財務省出身で自民党政調会長を務める宮沢洋一氏(時事通信フォト)
財務省の権力を語る際にかかせないのが政治家とのネットワークだ。財務省からは多くの政治家が輩出されているが、彼らの中でも自民党政調会長の宮沢洋一氏は「別格」だという。「103万円の壁」引き上げ問題でも野党は煮え湯を飲まされることになった。どのような駆け引きなら有効だったのか。元財務官僚で嘉悦大学教授の高橋洋一氏の著書『財務省 バカの「壁」 最強の“増税マシーン”の闇を暴く』より一部抜粋・再構成して解説する。
政界における“財務省の宣伝本部長”
税調会長の宮沢洋一氏は財務省出身で、バカの「壁」を守る最後のトリデ、まさしく「ラスボス」だ。
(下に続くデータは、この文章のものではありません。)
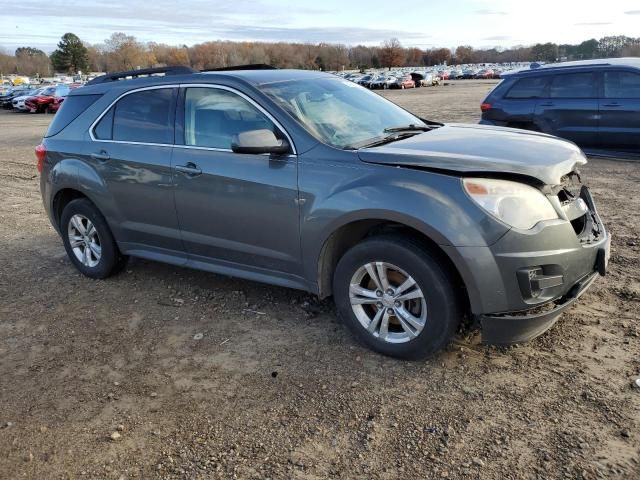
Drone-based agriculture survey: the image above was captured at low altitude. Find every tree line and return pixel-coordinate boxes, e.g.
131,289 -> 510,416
0,32 -> 640,76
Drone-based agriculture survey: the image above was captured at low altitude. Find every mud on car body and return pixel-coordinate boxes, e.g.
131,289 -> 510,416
37,67 -> 609,358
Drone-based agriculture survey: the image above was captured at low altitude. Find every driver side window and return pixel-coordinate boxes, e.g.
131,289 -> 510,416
184,87 -> 281,150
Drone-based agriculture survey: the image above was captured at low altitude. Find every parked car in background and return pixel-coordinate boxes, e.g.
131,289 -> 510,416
0,85 -> 35,109
369,75 -> 396,90
481,58 -> 640,152
36,67 -> 610,358
11,87 -> 49,112
47,97 -> 67,113
391,75 -> 416,90
356,74 -> 374,87
474,68 -> 495,80
24,85 -> 71,113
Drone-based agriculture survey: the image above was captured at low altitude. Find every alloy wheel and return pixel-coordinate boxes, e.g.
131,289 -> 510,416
349,262 -> 427,343
67,214 -> 102,268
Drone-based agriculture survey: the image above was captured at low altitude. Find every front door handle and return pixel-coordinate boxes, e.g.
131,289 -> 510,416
176,162 -> 202,177
91,150 -> 111,162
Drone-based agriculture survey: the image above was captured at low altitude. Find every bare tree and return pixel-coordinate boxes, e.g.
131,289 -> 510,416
380,38 -> 405,69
岸田元総理は従兄弟、宮澤喜一元総理は伯父にあたり、父も祖父も官僚から政治家になっているサラブレッドである。もちろん財務省出身だけあって、減税や積極財政には後ろ向き。つまり、政界における“財務省の宣伝本部長”にほかならない。
1974年に大蔵省に入省した宮沢氏は一時期、私の上司でもあった。そんな宮沢氏が証券局総務課の企画官だったときの証券局長に、国家公務員採用上級試験(法律)首席合格、東大法学部首席卒業、司法試験首席合格を達成し「三冠王」と呼ばれた角谷正彦氏という人物がいた。
突出して頭の回転が早い角谷氏の対応に、東大卒の財務官僚が四苦八苦するなか、唯一、適切にアジャストできたのが宮沢氏だ。さらには、職員の配属先の決定、昇進、異動、研修の計画など局のキャリア人事にも関与していた。
このように、天才的な財務官僚と渡り合ってきた経験を持つ宮沢氏の愛すべき特徴は、ものすごい上から目線であること。元財務官僚の玉木雄一郎氏や現役官僚たちのことも、大したことないと見ているに違いない。このような人物を相手にするのは、まったく一苦労だ。感情論をぶつけても意味がない。徹底的に理論武装して論破するしかないのだ。